Private schools to be stripped of tax breaks next year under SNP plans

The Herald Scotland, by Alistair Grant
4.12.19

Private schools will be stripped of controversial tax breaks from the start of the next academic year under plans put forward by the SNP.

Public finance minister Kate Forbes confirmed independent schools would no longer be eligible for charitable relief on their business rates from September 1, 2020.

The move forms part of the Non-Domestic Rates (Scotland) Bill, which is currently being scrutinised by MSPs.

It follows a review of business rates carried out by Ken Barclay, a former Royal Bank of Scotland chairman.

Private schools will be hit with an estimated £37 million bill over five years as a result of the plans, amid warnings some institutions could be forced to close.

Ms Forbes made the latest announcement while giving evidence to Holyrood’s Local Government and Communities Committee.

She said: “The Barclay Review implementation plan was published in December 2017, which is two years ago, and it was clear that we would deliver the change by 2020 to allow time for those schools affected to plan ahead.

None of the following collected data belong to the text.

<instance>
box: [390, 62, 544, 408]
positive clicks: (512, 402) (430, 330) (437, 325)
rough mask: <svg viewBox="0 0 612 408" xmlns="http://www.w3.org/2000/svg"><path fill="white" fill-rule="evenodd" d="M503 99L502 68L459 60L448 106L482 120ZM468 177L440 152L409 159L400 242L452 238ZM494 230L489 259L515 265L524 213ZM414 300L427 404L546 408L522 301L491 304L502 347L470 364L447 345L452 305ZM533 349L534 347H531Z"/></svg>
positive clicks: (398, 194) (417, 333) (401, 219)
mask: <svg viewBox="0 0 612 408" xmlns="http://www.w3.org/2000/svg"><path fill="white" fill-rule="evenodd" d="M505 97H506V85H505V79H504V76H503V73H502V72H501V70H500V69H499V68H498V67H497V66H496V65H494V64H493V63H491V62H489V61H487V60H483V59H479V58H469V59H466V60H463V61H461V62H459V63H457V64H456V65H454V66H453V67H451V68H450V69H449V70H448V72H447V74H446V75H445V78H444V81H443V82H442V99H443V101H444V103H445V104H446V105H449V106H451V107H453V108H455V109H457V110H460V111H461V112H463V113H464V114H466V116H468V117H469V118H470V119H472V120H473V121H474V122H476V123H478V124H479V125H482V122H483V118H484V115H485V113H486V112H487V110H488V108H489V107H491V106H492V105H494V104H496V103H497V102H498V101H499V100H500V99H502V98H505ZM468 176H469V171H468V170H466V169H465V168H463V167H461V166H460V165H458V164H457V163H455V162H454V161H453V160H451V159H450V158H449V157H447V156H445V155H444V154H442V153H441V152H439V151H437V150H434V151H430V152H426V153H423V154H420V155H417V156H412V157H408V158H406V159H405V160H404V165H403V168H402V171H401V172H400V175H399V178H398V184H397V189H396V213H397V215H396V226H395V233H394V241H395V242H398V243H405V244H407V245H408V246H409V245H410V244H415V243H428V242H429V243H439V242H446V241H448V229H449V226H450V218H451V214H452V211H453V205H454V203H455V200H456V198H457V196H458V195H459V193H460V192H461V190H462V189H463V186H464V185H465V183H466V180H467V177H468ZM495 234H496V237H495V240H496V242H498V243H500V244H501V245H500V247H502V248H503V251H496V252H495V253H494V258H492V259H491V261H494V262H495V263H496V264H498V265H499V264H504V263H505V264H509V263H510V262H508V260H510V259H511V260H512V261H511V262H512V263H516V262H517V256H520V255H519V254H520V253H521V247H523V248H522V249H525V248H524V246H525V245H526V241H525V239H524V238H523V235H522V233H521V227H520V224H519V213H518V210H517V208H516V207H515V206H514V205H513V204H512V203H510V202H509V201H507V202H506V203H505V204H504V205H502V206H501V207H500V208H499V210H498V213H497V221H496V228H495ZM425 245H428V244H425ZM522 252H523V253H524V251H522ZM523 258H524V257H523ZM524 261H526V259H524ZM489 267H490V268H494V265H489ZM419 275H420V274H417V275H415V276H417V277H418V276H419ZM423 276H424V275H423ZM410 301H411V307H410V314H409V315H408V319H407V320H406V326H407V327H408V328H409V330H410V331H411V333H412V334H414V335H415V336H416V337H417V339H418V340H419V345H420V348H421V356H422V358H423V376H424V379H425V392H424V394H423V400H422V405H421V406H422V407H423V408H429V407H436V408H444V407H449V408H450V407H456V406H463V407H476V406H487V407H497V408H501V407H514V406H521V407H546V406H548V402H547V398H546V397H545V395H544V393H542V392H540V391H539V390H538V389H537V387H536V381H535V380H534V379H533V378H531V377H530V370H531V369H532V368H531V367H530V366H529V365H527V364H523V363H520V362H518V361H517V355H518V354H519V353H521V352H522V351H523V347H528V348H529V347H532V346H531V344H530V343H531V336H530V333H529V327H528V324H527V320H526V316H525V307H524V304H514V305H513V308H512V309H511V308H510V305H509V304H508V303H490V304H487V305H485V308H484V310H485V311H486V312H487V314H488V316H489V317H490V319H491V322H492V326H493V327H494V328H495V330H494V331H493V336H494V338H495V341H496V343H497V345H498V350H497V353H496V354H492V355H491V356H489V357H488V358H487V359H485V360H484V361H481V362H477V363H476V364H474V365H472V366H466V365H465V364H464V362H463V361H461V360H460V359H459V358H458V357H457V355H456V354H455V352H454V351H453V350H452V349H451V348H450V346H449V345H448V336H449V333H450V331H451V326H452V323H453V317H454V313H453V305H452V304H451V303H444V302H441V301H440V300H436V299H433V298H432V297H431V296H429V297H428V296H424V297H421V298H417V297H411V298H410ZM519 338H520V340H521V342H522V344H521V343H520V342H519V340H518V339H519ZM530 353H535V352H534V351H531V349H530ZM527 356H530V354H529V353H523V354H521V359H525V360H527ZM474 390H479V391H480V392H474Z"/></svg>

“The independent schools provisions are not currently identified for early commencement, but I can confirm that it would be the Government’s intention to commence these provisions from September 1, 2020, subject of course to the committee’s decisions and votes.

“A September 2020 commencement date would be almost three years after the change was first recommended by the Barclay Review, and it would tie introduction to the academic year rather than the start of the financial year which should hopefully help schools with their planning for academic year 2021.

“We’ve always been clear that we will deliver this change as recommended by the Barclay Review, and I hope that confirmation of the Government’s commencement intentions will assist the sector in its ongoing planning.”

Existing rules mean all independent schools are eligible for 80 per cent mandatory rates relief if they are registered as a charity.

Local authorities then have a discretionary power to “top up” this relief, up to 100%. State schools do not qualify for charitable relief.

Based on a commencement date of 2020/21, documents published alongside the new legislation said private schools will pay £7m extra in the first financial year.

This would rise to £7.2m the following year, £7.4m the year after, £7.5m in 2023/24 and £7.7m the next year, taking account of inflation. In total, schools would pay £36.9m more in the first five years.

However private special schools and specialist independent music schools would continue to be eligible for charitable relief under the legislation.

Mainstream independent schools will also retain their charitable status despite the change.

John Edward, director of the Scottish Council of Independent Schools, previously said the move risked seeing some smaller, rural private schools hit with bills equivalent to around £500 or £600 per pupil.

This could force institutions to hike fees, sell off assets such as playing fields, cut teachers or scale back means-tested assistance, he said.

Liz Smith, Scottish Conservative shadow education secretary, said the new legislation “will mean fee increases in the sector which, in turn, will mean some parents will find it more difficult to access independent education”.

he said: “That diminishes parental choice and it will also make the independent schools more elitist.

“In both cases, that is the exact opposite of the aims of the SNP Government and it is also contrary to the unanimous view of the Scottish Parliament in 2005.

“As well as this, the changes would have implications for school places in the state sector which, as everyone knows, is already fully stretched.

“There is still scope before stage 3 for the Scottish Government to revise its position and I hope it will do so.”